Para contextualizar, dicho hallazgo corresponde a muestras recolectadas en una única plantación de tomates que presentaban sintomatología compatible con el virus, las cuales luego fueron analizadas en el Laboratorio Nacional del Senasa.
Pro ello, como medida preventiva en marco de la Resolución Senasa Nº 569/2023, se ordenó que el establecimiento en cuestión tenga los sitios de producción donde el virus fue detectado en aislamiento.

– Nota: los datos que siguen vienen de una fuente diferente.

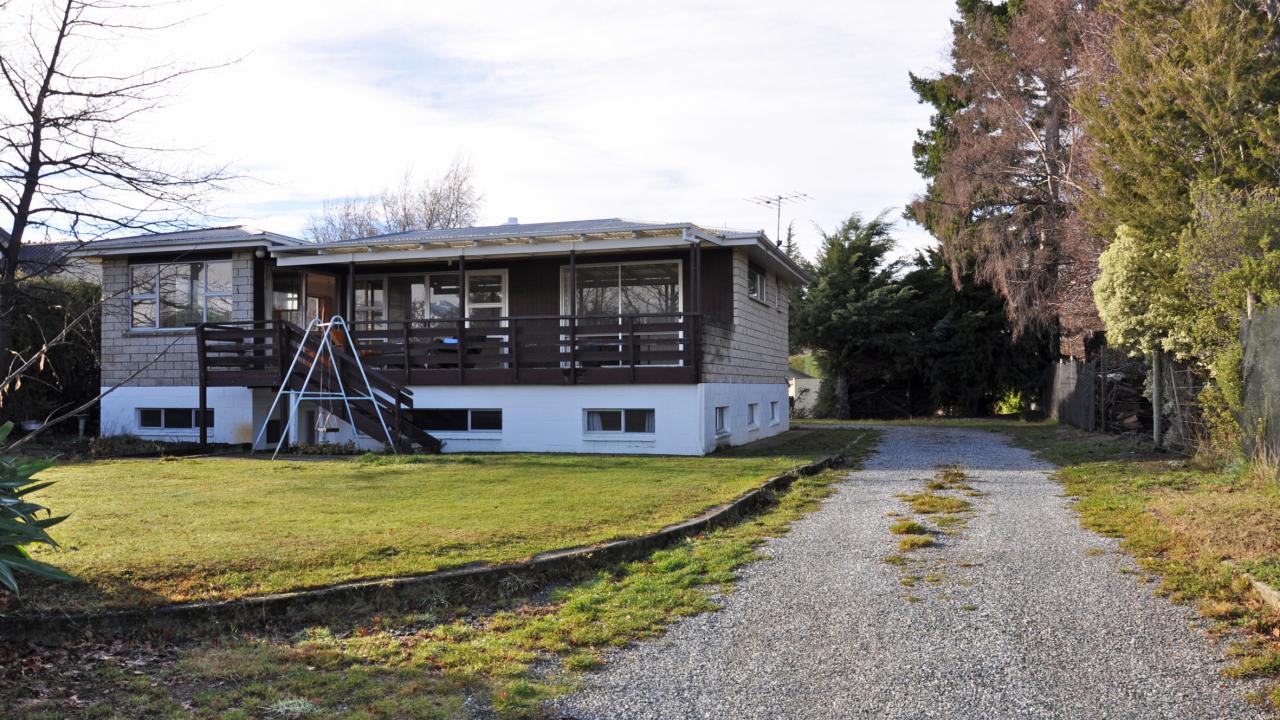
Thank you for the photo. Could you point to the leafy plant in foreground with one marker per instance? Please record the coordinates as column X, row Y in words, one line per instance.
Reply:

Sumado a esto, se definieron medidas de higiene y desinfección rigurosas en el lugar, así como en las herramientas de trabajo y otros elementos que puedan ser transmisores del virus.
Vale mencionar que la medida impulsada por el Senasa y por el Instituto Nacional de Tecnología Agropecuaria (INTA) y el Instituto Nacional de Semillas (Inase) tiene el objetivo de fortalecer las acciones conjuntas entre el sector público y privado para determinar la situación actual del ToBRFV en el país, de tal manera de contener los focos que sea eventualmente detectados.
A su vez, un comité de crisis interinstitucional fue creado para un monitoreo y prevención más intensivo y coordinado.